Overview

Broccoli is the edible green flowering head of a cultivated variety of the cabbage family, Brassica oleracea var. italica. It has a firm stalk, dense clusters of unopened flower buds, and a mild, slightly grassy flavor that becomes sweeter when cooked. The plant is native to the Mediterranean and is now grown worldwide as a cool-season annual vegetable.

Origin and history

Broccoli was developed from wild cabbage in the Mediterranean region, likely in what is now Italy, where it has been cultivated since at least the Roman era [1]. The name comes from the Italian plural of broccolo, meaning “the flowering top of a cabbage,” a diminutive of brocco (“small nail” or “sprout”) [3]. Broccoli was introduced to England in the early 18th century and to the United States by Italian immigrants in the late 19th century, but it did not become widely popular in American home kitchens until the mid-20th century [3]. Commercial production expanded significantly after World War II, with California emerging as the dominant U.S. growing region.

Varieties and aliases

  • Calabrese broccoli: the common heading type with large green heads and thick stalks, named for the Calabria region of Italy.
  • Sprouting broccoli: produces many small heads or spears rather than a single large head; includes both purple and white varieties.
  • Broccolini: a hybrid of broccoli and Chinese broccoli (gai lan), with thinner stalks and smaller florets.
  • Romanesco broccoli: a chartreuse, fractal-patterned variety with a nuttier flavor, technically a different cultivar (Brassica oleracea var. botrytis).
  • Chinese broccoli (gai lan): Brassica oleracea var. alboglabra, a close relative with thicker stems and smaller, more bitter leaves, used extensively in Cantonese cooking.

Culinary uses

Broccoli is commonly boiled, steamed, roasted, or stir-fried.
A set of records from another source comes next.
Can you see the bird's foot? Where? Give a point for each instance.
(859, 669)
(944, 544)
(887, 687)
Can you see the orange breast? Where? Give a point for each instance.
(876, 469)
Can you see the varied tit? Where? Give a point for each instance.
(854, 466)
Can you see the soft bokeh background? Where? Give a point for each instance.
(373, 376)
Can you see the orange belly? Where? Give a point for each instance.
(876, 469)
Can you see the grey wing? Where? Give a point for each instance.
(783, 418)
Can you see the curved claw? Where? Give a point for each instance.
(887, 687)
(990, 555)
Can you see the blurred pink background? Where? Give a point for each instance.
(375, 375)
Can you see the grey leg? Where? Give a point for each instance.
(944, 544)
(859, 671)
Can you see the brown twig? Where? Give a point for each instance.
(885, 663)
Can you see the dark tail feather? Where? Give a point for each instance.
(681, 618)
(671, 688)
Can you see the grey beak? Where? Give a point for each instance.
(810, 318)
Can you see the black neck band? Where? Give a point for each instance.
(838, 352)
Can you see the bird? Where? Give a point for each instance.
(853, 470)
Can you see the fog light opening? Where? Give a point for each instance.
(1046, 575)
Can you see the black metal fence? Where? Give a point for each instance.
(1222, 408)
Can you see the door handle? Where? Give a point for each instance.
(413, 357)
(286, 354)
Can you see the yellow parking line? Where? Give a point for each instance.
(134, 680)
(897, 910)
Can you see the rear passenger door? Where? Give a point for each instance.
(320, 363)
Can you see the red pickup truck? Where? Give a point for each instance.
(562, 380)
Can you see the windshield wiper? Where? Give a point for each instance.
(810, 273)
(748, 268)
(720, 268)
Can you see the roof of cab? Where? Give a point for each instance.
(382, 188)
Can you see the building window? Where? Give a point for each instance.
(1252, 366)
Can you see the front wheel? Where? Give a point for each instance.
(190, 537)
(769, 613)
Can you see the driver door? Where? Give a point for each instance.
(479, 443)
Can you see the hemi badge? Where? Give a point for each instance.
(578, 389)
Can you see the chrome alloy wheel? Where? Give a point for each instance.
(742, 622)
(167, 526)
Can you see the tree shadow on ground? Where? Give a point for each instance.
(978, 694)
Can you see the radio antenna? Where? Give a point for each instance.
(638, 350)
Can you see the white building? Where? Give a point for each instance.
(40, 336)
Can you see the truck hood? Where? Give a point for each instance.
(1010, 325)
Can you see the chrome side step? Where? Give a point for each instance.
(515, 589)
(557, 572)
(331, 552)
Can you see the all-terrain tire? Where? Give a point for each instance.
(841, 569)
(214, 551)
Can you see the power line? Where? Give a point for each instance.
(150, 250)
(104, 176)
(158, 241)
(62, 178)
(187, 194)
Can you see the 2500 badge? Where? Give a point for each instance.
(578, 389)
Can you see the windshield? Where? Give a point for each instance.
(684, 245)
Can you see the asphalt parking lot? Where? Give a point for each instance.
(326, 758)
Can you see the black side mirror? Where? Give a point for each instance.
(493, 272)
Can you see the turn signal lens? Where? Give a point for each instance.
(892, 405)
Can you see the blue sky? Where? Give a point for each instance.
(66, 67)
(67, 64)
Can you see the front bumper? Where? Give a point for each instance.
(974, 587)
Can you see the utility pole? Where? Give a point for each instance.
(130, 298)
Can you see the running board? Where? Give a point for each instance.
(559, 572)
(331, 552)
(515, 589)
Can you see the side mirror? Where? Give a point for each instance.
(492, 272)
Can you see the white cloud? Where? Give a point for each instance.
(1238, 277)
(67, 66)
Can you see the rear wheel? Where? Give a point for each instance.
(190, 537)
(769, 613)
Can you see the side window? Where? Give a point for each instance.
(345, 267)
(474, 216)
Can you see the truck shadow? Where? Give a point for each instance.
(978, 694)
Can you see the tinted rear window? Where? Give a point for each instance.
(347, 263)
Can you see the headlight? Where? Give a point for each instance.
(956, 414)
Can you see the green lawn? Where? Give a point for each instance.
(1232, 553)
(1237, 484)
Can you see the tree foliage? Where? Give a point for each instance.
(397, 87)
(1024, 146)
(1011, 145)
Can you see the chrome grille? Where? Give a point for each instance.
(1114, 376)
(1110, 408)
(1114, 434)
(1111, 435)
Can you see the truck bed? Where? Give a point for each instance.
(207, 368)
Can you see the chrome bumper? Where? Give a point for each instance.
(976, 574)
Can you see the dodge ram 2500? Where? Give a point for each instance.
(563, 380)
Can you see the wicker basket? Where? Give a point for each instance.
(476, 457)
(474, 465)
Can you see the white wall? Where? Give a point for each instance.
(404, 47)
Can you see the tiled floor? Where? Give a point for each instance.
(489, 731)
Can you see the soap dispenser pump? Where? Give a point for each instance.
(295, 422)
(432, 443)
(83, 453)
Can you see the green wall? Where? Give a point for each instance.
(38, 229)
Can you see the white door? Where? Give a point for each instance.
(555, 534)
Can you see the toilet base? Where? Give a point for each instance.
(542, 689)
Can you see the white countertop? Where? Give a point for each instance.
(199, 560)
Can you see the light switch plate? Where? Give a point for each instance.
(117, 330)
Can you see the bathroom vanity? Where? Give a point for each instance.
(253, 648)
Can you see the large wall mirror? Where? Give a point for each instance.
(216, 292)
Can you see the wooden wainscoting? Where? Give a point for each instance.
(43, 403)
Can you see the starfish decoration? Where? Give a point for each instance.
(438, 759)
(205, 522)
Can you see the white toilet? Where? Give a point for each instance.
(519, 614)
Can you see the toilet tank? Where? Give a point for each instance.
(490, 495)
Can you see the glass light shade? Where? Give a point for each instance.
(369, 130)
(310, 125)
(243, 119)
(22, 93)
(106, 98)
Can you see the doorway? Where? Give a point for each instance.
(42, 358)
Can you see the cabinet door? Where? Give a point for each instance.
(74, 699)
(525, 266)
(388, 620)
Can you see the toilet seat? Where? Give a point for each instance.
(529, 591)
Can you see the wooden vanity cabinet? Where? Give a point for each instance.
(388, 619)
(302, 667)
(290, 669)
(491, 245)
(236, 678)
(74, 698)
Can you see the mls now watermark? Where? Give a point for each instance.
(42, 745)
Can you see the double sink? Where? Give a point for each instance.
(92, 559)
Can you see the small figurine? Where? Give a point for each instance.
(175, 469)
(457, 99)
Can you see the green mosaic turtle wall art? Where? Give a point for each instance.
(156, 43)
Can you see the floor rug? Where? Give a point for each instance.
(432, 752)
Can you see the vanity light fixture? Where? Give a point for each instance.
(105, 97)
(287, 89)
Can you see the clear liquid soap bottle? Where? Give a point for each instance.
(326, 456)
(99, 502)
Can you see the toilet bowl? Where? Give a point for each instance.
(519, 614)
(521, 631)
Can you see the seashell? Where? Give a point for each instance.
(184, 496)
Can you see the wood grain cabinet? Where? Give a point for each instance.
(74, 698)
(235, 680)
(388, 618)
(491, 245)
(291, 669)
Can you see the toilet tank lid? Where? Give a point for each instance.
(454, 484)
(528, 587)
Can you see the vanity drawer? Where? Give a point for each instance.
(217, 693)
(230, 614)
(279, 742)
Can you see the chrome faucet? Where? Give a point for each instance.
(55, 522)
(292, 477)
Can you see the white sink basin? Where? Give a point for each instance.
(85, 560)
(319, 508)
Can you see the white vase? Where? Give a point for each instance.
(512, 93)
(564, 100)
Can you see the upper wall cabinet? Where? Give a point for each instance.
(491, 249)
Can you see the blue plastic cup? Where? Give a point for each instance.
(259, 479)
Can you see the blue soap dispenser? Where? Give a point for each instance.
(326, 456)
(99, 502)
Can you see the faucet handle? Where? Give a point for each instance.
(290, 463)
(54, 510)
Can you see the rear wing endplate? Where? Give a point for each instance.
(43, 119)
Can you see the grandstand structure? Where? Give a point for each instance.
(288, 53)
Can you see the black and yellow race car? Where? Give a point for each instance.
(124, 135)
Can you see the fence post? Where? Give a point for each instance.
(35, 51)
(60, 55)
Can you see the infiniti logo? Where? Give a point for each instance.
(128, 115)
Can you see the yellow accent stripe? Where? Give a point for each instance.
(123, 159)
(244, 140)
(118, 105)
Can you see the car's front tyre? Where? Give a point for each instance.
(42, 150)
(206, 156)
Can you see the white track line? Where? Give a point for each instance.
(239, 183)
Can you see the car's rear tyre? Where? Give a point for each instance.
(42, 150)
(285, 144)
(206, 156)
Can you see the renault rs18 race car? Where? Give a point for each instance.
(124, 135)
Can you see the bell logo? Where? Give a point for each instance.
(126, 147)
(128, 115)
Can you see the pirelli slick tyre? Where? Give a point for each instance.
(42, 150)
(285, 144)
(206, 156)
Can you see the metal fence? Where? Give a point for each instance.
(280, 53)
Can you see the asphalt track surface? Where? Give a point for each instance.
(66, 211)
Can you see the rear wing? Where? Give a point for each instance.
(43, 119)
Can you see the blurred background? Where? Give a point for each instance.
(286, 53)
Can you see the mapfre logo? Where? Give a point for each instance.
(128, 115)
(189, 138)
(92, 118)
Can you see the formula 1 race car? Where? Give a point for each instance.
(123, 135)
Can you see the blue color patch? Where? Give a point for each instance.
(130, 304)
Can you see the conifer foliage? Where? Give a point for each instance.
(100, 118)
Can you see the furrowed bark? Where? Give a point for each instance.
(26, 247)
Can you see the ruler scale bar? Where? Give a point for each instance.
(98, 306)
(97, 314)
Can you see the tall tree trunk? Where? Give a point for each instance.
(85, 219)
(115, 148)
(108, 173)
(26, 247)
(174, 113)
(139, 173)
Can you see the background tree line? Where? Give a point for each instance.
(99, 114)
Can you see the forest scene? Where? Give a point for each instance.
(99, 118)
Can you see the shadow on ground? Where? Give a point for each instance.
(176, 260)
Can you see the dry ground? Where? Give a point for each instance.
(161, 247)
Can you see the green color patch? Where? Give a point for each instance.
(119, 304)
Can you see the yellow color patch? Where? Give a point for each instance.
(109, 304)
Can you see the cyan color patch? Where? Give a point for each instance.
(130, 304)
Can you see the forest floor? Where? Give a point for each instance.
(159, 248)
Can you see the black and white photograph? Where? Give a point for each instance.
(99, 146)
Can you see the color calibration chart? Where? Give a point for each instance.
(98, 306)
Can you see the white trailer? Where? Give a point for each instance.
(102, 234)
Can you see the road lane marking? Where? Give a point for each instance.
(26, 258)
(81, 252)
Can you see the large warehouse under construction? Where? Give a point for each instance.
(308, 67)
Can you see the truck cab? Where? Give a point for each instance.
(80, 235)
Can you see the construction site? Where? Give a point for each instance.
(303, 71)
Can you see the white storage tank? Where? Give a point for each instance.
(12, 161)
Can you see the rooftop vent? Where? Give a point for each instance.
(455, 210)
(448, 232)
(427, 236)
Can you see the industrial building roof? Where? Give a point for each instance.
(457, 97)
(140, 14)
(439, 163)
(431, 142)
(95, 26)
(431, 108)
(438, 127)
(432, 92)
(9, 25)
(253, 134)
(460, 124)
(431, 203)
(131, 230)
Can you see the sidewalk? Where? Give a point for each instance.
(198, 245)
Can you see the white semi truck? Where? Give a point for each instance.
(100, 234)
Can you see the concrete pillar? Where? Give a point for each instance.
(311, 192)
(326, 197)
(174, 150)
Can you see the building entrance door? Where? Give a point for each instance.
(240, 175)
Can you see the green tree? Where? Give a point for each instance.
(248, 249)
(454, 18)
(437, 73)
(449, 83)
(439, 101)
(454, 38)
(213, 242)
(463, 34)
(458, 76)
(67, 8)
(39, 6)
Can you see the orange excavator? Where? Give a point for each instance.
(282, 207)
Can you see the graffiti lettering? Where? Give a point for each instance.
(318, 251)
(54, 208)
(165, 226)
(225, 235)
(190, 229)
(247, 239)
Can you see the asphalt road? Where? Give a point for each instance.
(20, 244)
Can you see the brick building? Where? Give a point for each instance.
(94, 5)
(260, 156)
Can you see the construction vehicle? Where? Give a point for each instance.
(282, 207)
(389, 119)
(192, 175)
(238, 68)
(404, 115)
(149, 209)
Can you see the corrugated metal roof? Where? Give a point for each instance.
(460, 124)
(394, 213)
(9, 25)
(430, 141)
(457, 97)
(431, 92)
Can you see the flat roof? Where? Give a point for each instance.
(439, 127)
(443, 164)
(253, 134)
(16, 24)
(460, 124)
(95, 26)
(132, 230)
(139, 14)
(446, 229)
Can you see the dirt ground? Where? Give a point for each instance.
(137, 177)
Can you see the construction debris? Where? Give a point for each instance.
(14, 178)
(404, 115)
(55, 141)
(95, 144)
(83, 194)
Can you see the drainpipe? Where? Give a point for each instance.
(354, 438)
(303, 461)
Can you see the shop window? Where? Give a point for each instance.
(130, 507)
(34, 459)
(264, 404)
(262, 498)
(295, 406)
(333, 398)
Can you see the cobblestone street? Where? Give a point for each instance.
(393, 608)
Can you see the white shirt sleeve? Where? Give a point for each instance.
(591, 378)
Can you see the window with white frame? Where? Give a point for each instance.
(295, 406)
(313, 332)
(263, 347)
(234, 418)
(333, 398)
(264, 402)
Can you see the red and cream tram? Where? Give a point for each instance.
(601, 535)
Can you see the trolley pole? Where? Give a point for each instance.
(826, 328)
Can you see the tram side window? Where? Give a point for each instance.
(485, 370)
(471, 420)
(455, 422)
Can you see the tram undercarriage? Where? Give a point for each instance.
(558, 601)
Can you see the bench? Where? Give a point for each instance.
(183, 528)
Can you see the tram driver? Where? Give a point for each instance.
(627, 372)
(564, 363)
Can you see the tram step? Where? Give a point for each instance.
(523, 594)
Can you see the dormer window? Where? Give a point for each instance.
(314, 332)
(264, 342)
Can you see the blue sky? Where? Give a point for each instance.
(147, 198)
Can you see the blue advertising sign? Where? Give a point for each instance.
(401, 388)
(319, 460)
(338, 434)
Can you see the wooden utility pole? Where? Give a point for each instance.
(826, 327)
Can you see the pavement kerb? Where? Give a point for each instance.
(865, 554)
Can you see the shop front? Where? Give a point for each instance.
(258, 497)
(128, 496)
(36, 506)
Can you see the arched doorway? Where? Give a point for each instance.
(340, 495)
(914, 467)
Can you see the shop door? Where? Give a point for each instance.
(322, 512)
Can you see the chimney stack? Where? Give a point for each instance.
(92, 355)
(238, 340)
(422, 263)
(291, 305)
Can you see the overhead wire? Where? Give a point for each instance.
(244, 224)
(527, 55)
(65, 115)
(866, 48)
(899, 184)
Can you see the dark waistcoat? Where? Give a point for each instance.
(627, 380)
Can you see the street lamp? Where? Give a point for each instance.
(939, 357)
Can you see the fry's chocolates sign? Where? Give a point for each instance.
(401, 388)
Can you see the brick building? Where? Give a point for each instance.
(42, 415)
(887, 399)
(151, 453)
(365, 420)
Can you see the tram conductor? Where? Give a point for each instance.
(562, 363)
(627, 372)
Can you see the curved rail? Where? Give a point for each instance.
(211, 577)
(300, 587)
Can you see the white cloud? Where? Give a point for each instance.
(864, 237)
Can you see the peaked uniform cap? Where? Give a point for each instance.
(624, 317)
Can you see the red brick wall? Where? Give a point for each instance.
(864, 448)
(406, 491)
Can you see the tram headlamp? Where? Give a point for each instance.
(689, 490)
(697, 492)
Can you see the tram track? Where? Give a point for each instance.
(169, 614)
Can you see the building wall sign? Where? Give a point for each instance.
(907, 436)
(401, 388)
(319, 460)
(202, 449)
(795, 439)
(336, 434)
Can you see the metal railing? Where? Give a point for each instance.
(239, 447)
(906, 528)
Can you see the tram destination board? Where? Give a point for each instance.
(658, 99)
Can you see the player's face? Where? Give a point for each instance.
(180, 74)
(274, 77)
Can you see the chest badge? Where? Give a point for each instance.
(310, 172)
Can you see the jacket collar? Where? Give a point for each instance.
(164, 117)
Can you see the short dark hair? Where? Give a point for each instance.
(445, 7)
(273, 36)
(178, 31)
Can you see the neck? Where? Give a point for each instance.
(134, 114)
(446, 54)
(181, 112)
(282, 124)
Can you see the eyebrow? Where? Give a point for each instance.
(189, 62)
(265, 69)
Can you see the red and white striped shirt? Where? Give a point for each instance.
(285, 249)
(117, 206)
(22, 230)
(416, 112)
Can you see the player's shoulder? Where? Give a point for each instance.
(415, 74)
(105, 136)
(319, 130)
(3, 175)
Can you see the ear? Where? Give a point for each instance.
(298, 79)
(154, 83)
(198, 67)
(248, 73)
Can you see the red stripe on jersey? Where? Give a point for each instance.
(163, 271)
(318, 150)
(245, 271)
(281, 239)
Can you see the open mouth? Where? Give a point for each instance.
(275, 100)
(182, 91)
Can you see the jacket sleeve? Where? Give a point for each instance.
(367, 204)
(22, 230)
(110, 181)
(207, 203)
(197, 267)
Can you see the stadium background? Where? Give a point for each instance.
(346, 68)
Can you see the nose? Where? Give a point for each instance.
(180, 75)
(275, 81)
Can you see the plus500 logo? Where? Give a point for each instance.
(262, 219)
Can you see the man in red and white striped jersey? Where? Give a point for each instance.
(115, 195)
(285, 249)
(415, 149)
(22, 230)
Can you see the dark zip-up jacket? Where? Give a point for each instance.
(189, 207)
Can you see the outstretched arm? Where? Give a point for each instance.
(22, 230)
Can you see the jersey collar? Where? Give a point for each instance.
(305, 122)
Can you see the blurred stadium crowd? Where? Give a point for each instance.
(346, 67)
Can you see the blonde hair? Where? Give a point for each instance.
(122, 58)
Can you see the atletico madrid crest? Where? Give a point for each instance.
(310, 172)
The entire head and stalk are edible, though the tough outer layer of the stalk is often peeled. It pairs well with garlic, lemon, olive oil, soy sauce, oyster sauce, cheese, and chili. In Italian cooking, broccoli is used in pasta dishes, frittatas, and as a side vegetable. In Chinese cooking, gai lan (Chinese broccoli) is blanched and served with oyster sauce or stir-fried with garlic and ginger.

Cross-cuisine context

Broccoli has no direct analogue in traditional Mexican cuisine, where the closest functional equivalents are quelites (wild greens such as huauzontle and quintonil) and nopales, which are used as vegetable sides or fillings. Huauzontle, a flowering green in the amaranth family, is sometimes battered and fried in a preparation that resembles broccoli fritters, but the flavor and texture are distinct.

Notes for cooks

  • Broccoli florets cook faster than the stalks. For even cooking, cut stalks into smaller pieces or peel and slice them thinly.
  • Overcooking produces a sulfurous odor and mushy texture. Steam or blanch for 3 to 5 minutes, or roast at high heat (425°F / 220°C) for 15 to 20 minutes.
  • Store unwashed broccoli in a perforated plastic bag in the refrigerator for up to 5 days. Yellowing florets indicate age and declining flavor.